Wednesday, April 15, 2015

IMF wants austerity and social security reform in the US

Blanchard presenting the WEO Report at the Spring Meetings

The new edition of the bi-annual World Economic Outlook is out (there is one in April and one in October). Olivier Blanchard, from MIT, and the IMF's Economic Counsellor since 2008, is the intellectual force behind the report. In the IMF's view, in the case of the United States:
"The next prominent policy challenge will be a smooth normalization of monetary policy. Building political consensus around a medium term fiscal consolidation plan and supply-side reforms to boost medium-term growth—including simplifying the tax system, investing in infrastructure and human capital, and immigration reform—will continue to be a challenge." [Italics added]
Fiscal consolidation is IMF speak for austerity. Austerity is really about less spending, and higher taxes, but fiscal consolidation should be about the results, meaning lower deficits and debt. Note that austerity is NOT the best way to get fiscal consolidation. Also, normalization of monetary policy can only mean higher interest rates. So for the IMF we are at the natural rate, or so it seems.

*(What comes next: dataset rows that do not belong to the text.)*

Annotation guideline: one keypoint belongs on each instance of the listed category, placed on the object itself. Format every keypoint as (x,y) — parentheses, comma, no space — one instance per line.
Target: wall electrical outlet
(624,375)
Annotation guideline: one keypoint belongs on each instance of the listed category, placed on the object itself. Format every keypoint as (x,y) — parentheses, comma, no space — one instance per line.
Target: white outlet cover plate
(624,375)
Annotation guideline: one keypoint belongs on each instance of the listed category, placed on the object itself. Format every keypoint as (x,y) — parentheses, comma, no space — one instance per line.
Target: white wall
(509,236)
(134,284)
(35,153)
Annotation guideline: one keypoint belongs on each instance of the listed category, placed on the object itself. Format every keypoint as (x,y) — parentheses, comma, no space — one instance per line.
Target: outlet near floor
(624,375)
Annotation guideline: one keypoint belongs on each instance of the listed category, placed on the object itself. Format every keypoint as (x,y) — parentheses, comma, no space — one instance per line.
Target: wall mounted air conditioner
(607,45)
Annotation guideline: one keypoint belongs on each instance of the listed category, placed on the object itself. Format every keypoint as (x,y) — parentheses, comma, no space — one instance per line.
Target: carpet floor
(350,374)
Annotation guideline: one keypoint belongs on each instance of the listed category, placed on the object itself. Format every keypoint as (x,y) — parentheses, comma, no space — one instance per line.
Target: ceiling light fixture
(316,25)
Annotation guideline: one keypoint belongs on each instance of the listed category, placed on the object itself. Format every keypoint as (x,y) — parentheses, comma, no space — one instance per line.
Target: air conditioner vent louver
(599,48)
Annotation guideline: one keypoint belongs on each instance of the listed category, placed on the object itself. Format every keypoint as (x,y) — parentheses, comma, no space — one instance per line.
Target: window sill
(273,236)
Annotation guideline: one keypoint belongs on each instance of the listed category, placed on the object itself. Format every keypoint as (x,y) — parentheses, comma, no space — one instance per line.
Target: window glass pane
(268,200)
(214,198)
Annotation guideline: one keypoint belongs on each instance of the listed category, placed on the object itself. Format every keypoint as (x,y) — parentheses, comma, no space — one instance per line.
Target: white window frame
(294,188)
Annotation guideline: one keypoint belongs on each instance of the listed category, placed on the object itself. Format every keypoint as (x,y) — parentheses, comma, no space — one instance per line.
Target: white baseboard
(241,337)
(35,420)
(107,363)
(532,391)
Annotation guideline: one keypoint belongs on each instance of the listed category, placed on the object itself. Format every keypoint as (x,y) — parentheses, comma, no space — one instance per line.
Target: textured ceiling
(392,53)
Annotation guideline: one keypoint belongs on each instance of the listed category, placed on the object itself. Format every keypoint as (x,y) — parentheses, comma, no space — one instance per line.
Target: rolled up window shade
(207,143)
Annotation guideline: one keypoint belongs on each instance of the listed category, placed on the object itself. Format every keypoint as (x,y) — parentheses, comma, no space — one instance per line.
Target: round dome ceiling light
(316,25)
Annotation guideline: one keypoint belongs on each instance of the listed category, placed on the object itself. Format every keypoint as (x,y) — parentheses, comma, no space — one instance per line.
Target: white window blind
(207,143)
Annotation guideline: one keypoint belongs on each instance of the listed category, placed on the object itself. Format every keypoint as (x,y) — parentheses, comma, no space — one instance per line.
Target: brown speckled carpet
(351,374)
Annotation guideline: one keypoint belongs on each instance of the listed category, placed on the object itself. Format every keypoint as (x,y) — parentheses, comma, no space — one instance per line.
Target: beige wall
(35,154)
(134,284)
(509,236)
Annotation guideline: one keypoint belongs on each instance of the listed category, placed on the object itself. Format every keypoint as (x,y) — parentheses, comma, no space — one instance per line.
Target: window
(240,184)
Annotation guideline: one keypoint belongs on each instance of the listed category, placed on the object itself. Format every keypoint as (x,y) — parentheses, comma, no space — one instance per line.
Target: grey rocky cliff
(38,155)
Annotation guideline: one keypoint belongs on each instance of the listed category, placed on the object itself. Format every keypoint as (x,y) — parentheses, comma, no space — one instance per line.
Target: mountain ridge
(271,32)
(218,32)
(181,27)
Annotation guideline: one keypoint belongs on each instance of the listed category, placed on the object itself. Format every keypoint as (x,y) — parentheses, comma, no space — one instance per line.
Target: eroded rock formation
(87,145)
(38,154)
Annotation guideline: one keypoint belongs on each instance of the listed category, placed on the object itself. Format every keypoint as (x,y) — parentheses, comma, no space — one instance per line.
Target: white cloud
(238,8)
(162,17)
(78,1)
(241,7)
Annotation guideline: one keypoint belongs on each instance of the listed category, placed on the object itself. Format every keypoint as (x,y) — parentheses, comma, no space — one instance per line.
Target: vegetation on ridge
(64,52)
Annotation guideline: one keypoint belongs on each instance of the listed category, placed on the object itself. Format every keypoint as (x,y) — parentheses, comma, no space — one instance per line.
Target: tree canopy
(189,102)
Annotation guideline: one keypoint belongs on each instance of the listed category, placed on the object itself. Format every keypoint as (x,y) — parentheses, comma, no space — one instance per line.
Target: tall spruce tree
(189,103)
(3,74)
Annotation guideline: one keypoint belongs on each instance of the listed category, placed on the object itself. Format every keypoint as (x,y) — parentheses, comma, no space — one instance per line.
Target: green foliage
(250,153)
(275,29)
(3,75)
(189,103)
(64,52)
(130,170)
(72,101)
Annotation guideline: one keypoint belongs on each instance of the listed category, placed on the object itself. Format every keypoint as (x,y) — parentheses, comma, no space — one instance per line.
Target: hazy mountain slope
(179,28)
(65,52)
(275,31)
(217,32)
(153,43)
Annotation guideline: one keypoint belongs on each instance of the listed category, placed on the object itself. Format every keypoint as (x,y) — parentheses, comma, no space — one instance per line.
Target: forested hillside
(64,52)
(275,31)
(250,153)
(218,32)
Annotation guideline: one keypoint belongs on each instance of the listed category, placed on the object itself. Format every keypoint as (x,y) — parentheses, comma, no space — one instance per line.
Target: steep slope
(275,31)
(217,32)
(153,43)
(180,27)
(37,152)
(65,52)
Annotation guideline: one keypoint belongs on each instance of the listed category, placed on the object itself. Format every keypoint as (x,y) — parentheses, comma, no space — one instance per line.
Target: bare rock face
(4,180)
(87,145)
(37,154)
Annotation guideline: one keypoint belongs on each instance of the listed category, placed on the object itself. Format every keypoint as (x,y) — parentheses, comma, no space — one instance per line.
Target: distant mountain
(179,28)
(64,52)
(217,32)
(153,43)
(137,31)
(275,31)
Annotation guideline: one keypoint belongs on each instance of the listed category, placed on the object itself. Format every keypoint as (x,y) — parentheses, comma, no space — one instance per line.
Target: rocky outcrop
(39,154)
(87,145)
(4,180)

In the case of the US labor markets are seen as flexible enough, so immigration is seen as central for keeping real wages low, rather than further deregulation. Yes, supply side reforms are often about lowering real wages. They do not provide much in terms of what austerity would mean. Again from the report:
"Addressing the issue of potential growth will require implementation of an ambitious agenda of supply-side policies in a fractious political environment. Forging agreement on a credible medium-term fiscal consolidation plan is a high priority... [This] will require efforts to lower the growth of health care costs, reform social security, and increase tax revenues." [Italics added]
Reform social security is IMF speak for cutting and delaying benefits, and increasing payroll taxes. Not necessarily privatize it, although some might be in favor of that at the IMF. So supposedly in the US the priority is to promote austerity by reforming social security. The New IMF is great.

On the plus side, the IMF has rediscovered the accelerator (I checked a few older versions and have seen no trace of the accelerator in the last couple of reports) and the report shows:
"estimates of how much investment weakness can be explained by output dynamics based on investment models estimated at the individual-country level. The analysis is based on the conventional accelerator model of investment... A key assumption is that firms adjust their capital stock gradually toward a level that is proportional to output. In addition, firms are assumed to invest to replace capital that depreciates over time... The empirical literature has found strong support for this model, as in Oliner, Rudebusch, and Sichel 1995 and Lee and Rabanal 2010 for the United States, and, more recently, in IMF 2014a and Barkbu and others 2015 for European economies."
Funny, so supply responds to demand, that is, firms adjust their supply capacity to expected demand, but all reforms for growth are based on supply side factors. Yeah, way to use the right theory, but keep the wrong policy advice.